Israelis to file human rights violation complaints against Hamas

Zionist education NGO Im Tirzu encouraged Israelis to send complaints to the UN High Commissioner for Human Rights.

Rocket damages Yehud home. (photo credit: ZAHI DUGATCH)
Rocket damages Yehud home.
(photo credit: ZAHI DUGATCH)
Israelis can complain to the UN High Commissioner for Human Rights, Navi Pillay, that Hamas violated their human rights, as Zionist education NGO Im Tirzu encouraged them to do at a conference in the Knesset Wednesday evening.
The group describes itself as working “to strengthen and advance the values of Zionism in Israel” and disseminated complaint forms at an emergency meeting of the Knesset Caucus Against Delegitimization of Israel, which can also be found on the UN High Commissioner for Human Rights’ website Bar-Ilan University law professor Avi Bell, an expert on international law, said Israelis can complain that their most basic human right, the right to live, has been violated.
Hamas terrorism violates freedom of movement, the right to a home and encourages hatred based on religion, Bell said.
Bell said, however, that submitting the complaint is in a sense, recognizing the “State of Palestine” that signed on to the UN Convention on Human Rights.
Former ambassador to Canada and international law expert Alan Baker said “any civilian can submit a complaint against any country or any group for any violation of rights.
“We need to encourage people to submit complaints. We are doing this for the press and mostly for symbolic reasons, not because we’ll actually get paid damages for it,” he explained.
Caucus chairman Nissim Ze’ev (Shas) said the goal is “to create an Iron Dome against Hamas on a public diplomacy level. For the past decade, the terrorists and the left-wing in Israel and the world continue to use the Palestinians’ human rights against Israel, when the situation is the opposite. Israeli citizens are under attack from Hamas rockets and the IDF is defending civilians from Hamas’s crimes.”
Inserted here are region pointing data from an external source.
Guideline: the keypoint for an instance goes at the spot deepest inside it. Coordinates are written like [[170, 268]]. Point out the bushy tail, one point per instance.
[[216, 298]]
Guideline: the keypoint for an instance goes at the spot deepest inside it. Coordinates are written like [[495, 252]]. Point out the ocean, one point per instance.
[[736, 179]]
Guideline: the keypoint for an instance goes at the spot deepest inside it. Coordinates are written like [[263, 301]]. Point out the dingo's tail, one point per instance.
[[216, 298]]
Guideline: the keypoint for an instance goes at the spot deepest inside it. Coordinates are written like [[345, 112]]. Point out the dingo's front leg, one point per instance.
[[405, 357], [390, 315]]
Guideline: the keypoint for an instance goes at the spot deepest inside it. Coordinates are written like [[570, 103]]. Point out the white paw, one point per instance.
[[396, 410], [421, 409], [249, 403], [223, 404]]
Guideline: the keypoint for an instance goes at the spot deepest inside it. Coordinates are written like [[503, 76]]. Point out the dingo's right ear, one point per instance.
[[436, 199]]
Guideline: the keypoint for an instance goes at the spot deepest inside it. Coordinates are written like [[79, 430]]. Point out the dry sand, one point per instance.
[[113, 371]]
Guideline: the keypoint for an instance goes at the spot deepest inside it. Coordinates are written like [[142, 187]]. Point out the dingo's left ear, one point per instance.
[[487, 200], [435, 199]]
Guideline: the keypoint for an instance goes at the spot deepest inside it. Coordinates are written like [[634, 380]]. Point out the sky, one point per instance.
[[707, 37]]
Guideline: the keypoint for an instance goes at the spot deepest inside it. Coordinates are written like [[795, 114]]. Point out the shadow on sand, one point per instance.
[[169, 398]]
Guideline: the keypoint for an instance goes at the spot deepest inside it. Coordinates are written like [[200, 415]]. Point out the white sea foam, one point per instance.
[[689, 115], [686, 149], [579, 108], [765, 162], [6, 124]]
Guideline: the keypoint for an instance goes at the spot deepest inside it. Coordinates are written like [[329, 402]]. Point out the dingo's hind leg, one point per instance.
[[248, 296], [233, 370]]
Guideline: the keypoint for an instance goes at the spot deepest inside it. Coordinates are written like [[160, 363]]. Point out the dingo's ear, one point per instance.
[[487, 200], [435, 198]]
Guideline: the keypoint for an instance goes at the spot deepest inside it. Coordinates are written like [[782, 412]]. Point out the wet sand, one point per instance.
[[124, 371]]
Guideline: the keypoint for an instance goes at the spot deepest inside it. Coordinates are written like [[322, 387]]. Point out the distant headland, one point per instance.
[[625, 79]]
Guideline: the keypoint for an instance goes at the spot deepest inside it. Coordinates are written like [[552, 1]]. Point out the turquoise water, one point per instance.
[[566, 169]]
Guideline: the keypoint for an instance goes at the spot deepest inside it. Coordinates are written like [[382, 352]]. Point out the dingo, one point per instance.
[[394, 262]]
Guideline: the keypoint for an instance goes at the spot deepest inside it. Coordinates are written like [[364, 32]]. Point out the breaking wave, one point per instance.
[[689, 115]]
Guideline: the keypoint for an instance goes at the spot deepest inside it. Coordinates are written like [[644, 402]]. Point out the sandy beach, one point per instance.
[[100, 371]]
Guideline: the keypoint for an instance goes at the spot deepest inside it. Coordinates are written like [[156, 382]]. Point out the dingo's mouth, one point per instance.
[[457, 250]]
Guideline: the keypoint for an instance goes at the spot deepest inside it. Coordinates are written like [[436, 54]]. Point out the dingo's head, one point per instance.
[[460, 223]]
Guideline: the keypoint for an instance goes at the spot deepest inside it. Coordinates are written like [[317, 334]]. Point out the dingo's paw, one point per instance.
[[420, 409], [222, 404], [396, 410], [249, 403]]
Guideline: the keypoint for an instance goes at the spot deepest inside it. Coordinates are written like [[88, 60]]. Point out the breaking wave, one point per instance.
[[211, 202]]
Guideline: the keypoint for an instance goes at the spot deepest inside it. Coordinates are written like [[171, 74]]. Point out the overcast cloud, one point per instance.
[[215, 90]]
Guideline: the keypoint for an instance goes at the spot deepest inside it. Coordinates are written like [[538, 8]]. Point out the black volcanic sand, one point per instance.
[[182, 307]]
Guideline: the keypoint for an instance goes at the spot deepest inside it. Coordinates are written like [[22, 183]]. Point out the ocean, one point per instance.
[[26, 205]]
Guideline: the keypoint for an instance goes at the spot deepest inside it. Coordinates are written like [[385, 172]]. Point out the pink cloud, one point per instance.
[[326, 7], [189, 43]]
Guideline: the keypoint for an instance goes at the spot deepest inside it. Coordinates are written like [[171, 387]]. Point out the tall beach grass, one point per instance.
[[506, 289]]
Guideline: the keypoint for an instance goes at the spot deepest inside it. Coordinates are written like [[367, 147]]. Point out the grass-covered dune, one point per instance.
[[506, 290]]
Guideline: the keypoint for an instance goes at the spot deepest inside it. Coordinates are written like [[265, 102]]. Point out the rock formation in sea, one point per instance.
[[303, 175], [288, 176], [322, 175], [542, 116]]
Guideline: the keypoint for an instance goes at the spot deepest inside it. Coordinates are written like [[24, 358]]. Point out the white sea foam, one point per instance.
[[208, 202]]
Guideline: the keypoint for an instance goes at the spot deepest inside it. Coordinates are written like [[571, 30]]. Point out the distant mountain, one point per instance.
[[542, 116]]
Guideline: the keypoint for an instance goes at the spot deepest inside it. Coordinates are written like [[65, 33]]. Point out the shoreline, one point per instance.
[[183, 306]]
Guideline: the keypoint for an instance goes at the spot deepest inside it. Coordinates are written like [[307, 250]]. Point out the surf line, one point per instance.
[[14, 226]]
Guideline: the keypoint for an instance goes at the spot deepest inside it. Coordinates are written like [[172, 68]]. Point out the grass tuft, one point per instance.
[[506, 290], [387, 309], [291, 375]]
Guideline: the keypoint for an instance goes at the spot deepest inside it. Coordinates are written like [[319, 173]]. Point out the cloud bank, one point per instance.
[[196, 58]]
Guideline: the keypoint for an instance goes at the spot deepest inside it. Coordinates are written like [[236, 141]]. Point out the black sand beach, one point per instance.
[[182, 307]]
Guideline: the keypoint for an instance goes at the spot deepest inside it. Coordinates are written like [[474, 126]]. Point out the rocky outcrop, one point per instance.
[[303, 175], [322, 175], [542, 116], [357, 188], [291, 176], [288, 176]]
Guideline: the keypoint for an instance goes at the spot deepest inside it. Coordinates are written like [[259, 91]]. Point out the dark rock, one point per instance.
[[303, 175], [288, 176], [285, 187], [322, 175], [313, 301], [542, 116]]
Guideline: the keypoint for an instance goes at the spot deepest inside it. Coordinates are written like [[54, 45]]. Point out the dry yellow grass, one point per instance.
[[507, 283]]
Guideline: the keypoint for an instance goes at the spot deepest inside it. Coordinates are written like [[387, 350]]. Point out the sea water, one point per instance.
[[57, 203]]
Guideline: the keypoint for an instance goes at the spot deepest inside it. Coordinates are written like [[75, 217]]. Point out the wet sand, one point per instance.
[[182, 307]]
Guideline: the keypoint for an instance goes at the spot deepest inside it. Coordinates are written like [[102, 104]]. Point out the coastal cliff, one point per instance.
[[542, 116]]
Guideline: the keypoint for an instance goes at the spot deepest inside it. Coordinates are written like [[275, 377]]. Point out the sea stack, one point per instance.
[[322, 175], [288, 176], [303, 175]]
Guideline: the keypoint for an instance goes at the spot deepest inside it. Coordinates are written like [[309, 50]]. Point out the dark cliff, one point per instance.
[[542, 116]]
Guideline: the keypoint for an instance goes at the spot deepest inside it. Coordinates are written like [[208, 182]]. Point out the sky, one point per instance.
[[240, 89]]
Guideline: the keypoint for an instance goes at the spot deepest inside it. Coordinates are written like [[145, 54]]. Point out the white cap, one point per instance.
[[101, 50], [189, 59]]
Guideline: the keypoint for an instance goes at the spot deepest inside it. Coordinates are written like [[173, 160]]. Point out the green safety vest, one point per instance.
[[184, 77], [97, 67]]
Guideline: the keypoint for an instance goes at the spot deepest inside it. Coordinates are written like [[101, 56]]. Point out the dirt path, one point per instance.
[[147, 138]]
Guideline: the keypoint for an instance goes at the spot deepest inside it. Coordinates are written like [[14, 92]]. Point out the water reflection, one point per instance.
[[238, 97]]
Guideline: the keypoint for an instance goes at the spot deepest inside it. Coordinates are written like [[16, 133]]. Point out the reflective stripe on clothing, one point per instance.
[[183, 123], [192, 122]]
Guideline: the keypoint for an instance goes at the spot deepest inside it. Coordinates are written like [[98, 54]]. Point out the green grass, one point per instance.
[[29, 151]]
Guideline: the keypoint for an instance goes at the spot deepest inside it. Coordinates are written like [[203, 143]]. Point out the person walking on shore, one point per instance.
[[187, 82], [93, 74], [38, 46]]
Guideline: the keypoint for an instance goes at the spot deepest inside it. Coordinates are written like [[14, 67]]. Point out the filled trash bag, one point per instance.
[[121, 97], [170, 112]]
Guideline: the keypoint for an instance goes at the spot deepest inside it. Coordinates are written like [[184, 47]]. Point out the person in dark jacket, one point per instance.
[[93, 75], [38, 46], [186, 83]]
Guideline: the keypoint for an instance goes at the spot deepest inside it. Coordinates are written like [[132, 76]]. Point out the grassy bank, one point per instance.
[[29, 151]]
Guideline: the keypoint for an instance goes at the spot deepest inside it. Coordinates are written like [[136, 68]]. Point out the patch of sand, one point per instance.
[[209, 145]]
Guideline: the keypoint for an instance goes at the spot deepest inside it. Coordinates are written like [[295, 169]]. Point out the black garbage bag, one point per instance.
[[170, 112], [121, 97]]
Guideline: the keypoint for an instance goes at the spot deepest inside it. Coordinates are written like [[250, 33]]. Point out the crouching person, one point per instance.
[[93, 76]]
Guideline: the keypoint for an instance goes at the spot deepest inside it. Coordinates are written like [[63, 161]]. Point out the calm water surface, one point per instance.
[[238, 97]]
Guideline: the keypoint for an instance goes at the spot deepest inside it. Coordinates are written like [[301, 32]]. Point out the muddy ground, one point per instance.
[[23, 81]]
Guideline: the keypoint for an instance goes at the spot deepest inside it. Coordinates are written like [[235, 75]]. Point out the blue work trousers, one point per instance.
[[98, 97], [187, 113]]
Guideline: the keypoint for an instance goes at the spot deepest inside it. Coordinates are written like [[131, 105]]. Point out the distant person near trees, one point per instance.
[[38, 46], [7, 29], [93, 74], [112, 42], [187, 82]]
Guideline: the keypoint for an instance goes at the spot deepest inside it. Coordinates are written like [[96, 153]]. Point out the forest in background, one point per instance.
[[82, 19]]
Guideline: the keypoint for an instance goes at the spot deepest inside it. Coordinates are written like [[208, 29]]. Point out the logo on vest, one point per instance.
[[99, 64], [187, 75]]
Ze’ev said that if there was no Iron Dome, dozens of innocent civilians would have been killed.
The Shas MK said that after the war he would work to convince Israelis and people around the world that Jews had a right to live in all parts of the Land of Israel, including east Jerusalem and the West Bank.
Im Tirzu CEO, Matan Peleg, said the battlefield continues in the diplomatic arena and that Human Rights NGOs have a lot of power.
“Hamas’s leader in Gaza praised these organizations for acting against Israel,” Peleg said. “Hamas realizes there is another war front, but we’re one step behind. We must move forward.”
Bell and Baker gave an overview of war crimes being committed by Hamas in Gaza.
Bell said that the Palestinian Authority applied to join the International Criminal Court, but had yet to become a member – Israel did not join it.
Hamas has committed six war crimes according to the ICC’s regulations, Bell said.
The first is that they attacked soldiers and civilians indiscriminately and any attack on civilians is a war crime. Second, they used weapons that cannot be aimed at a specific target, namely rockets, which is a crime even if there are no victims, Bell stressed.
The law professor added that the third war crime Hamas has committed is using human shields. A civilian location, like a school, hospital or mosque, counts in this category, as they are protected under international law. The fourth offense was the camouflaging of terrorist activities via protected symbols, such as the transport of Hamas fighters and weapons in Red Crescent ambulances.
Bell said that the use of children aged 15 and under as fighters was expressly prohibited and finally, taking hostages, which Hamas has yet to successfully do in Operation Protective Edge, but not for lack of trying.
Baker explained that the ICC “is not a court of countries, but of people. Whoever is sure that a war crime was committed – any from Prof. Bell’s list – can act so the ICC will investigate and maybe put people on trial.”
The UN Security Council can initiate an investigation and submit it to the ICC, Baker added.
“I reject all of that talk around the world that we commit war crimes. The IDF, in my opinion, does everything it can and has legal advisers for every brigade. Of course people are killed, that’s what happens in war, but the IDF does not aim at civilians,” Baker stated.
As for the IDF bombing schools and hospitals, Baker said that it is legal as long as they are being used by Hamas to attack Israel, but the IDF must try not to harm innocent civilians.
Still, Baker warned, “the assumption is that the ICC doesn’t just look at legal considerations, but also diplomatic ones.”